Let’s put the film to work for the good of kids, schools and communities. Join our impact campaign.
The ULTIMATE CITIZENS Impact Campaign highlights the crucial role schools – and school counselors – play in supporting children and families. School counselors provide safe spaces, mental health support, coping skills, and resources that empower children to overcome adversity and thrive.
Why now? It’s a crisis, but you can help.
The U.S. is in the midst of a youth mental health crisis at a time when there’s a dire shortage of school counselors and other support workers in public schools. Challenges faced by kids and their schools include trauma, behavioral health difficulties, and food and housing insecurity. Language and cultural barriers can further burden children from immigrant families. School counselors fall too low on the list of funding priorities, and the public lacks awareness of the work they do linking homes, schools and communities to prevent crises. Together, we can help change that.
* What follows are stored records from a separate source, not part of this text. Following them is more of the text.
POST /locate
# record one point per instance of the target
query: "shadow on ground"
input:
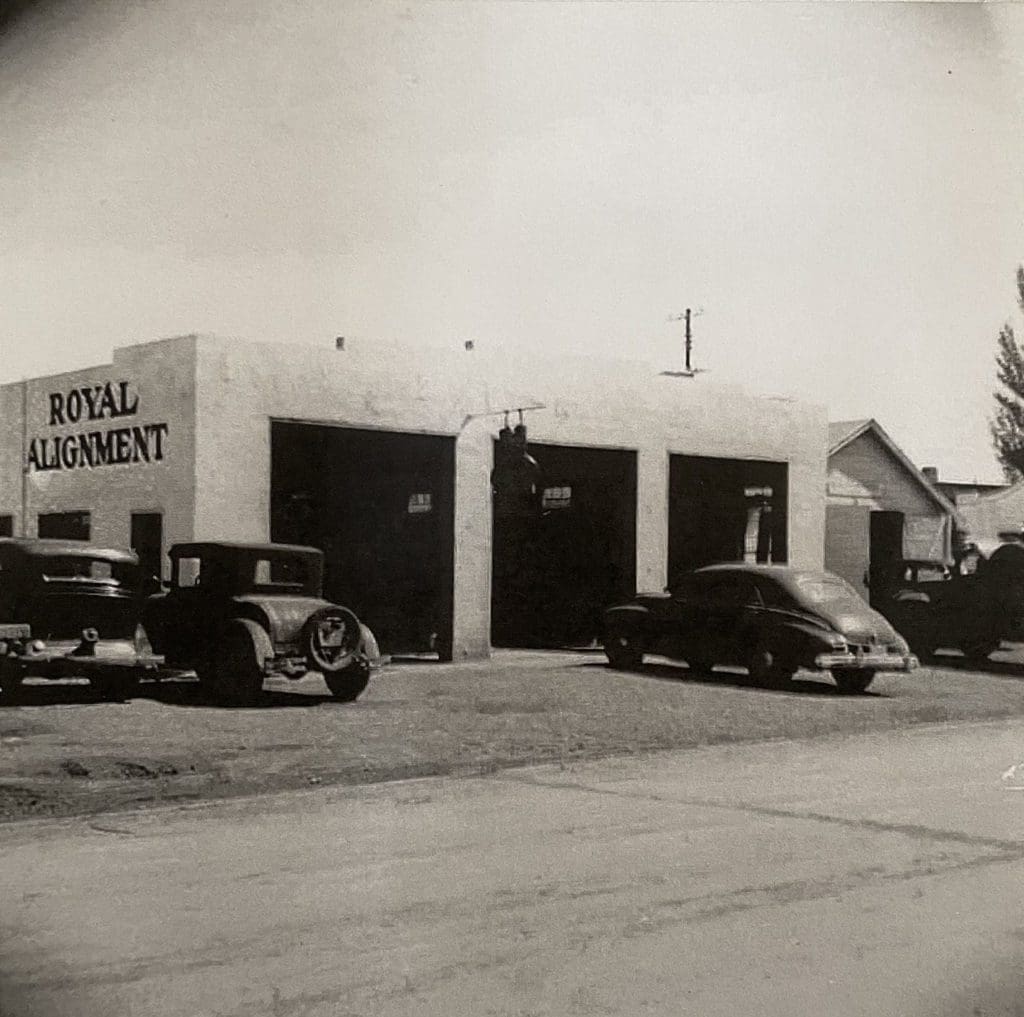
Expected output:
(177, 693)
(1000, 669)
(677, 673)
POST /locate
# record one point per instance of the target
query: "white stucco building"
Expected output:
(383, 457)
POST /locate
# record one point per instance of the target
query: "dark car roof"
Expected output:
(778, 571)
(786, 575)
(241, 547)
(39, 547)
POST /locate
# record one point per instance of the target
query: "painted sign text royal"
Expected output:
(110, 447)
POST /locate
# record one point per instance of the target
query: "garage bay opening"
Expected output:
(380, 505)
(564, 555)
(726, 510)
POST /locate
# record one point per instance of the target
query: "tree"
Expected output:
(1008, 425)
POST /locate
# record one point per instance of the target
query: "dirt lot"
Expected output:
(64, 751)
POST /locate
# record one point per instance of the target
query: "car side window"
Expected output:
(772, 595)
(731, 593)
(188, 569)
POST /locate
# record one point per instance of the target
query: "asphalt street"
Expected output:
(879, 874)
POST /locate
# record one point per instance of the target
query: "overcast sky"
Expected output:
(840, 187)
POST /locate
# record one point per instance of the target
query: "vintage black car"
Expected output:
(771, 620)
(70, 608)
(974, 610)
(236, 612)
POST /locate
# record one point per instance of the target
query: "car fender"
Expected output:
(284, 618)
(911, 597)
(628, 616)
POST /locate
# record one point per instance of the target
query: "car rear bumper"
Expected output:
(872, 662)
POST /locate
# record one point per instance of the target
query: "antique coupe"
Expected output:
(70, 608)
(771, 620)
(236, 612)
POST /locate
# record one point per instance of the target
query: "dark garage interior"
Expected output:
(725, 510)
(380, 505)
(558, 561)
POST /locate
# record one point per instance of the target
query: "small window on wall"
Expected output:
(65, 525)
(147, 540)
(555, 498)
(421, 503)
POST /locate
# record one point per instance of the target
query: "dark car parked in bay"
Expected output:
(972, 607)
(69, 608)
(771, 620)
(236, 612)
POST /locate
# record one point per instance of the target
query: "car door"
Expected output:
(712, 615)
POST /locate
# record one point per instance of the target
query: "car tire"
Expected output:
(625, 649)
(347, 685)
(769, 667)
(10, 682)
(119, 687)
(328, 658)
(919, 627)
(239, 667)
(853, 682)
(979, 649)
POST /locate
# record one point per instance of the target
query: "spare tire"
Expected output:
(331, 639)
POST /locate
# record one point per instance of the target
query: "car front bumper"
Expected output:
(873, 662)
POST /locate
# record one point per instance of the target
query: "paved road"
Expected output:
(878, 875)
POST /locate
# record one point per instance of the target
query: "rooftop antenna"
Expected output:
(688, 371)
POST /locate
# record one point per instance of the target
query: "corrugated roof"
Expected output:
(841, 431)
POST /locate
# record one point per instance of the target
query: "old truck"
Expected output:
(973, 608)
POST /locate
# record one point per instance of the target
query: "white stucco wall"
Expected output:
(161, 385)
(620, 405)
(218, 397)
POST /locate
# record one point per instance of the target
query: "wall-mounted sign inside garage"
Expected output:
(98, 447)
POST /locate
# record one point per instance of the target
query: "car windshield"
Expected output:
(826, 590)
(95, 569)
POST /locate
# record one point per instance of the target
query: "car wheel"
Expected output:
(979, 649)
(624, 649)
(10, 682)
(347, 685)
(119, 687)
(240, 662)
(768, 666)
(331, 640)
(853, 682)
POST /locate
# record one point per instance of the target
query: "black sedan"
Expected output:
(771, 620)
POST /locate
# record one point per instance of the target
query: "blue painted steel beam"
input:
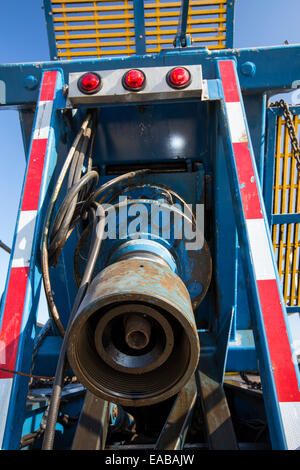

In a series of nationwide screenings, dialogues, and creative events, we’ll use the unique intersection of community, counseling, sports and immigrant youth in ULTIMATE CITIZENS to explore how to make schools more healthy and welcoming for ALL.
By the Numbers:
- In 2023, more than 5.3 million youth ages 12-17 years (20.3 percent) had a current, diagnosed mental or behavioral health condition.
- Between 2016 and 2023, the prevalence of diagnosed mental or behavioral health conditions among youth increased 35 percent.
- Among adolescents with a current diagnosis who needed treatment or counseling, 61 percent had difficulty getting needed treatment in 2023, a 35 percent increase since 2018, with a notable rise after 2020.
Meet our impact event speakers

FRANCINE STRICKWERDA, DIRECTOR & PRODUCER
Francine Strickwerda’s award-winning independent feature documentaries including Oil & Water and Busting Out, have screened on Showtime, PBS, Netflix, Amazon and television channels all over the world. With stories ranging from one of the world’s worst toxic disasters, to the politics of America’s breast obsession, and now immigrant kids winning at Ultimate Frisbee, her films explore power, trauma and healing. Francine’s work has been funded by MacArthur Foundation, Corporation for Public Broadcasting, Chicken & Egg Pictures, and many others. As co-owner of Seattle creative video agency Hullabaloo, she directs, produces and writes strategic films for some of the world’s most recognizable brands and non-profits. Francine grew up a teacher’s kid and began her career in journalism, first as a newspaper reporter, and then as a producer at Seattle’s KCTS Public Television (Cascade Public Media). She lives in Seattle where she enjoys watching her son play middle school Ultimate, and she is an avid Salish Sea open water swimmer.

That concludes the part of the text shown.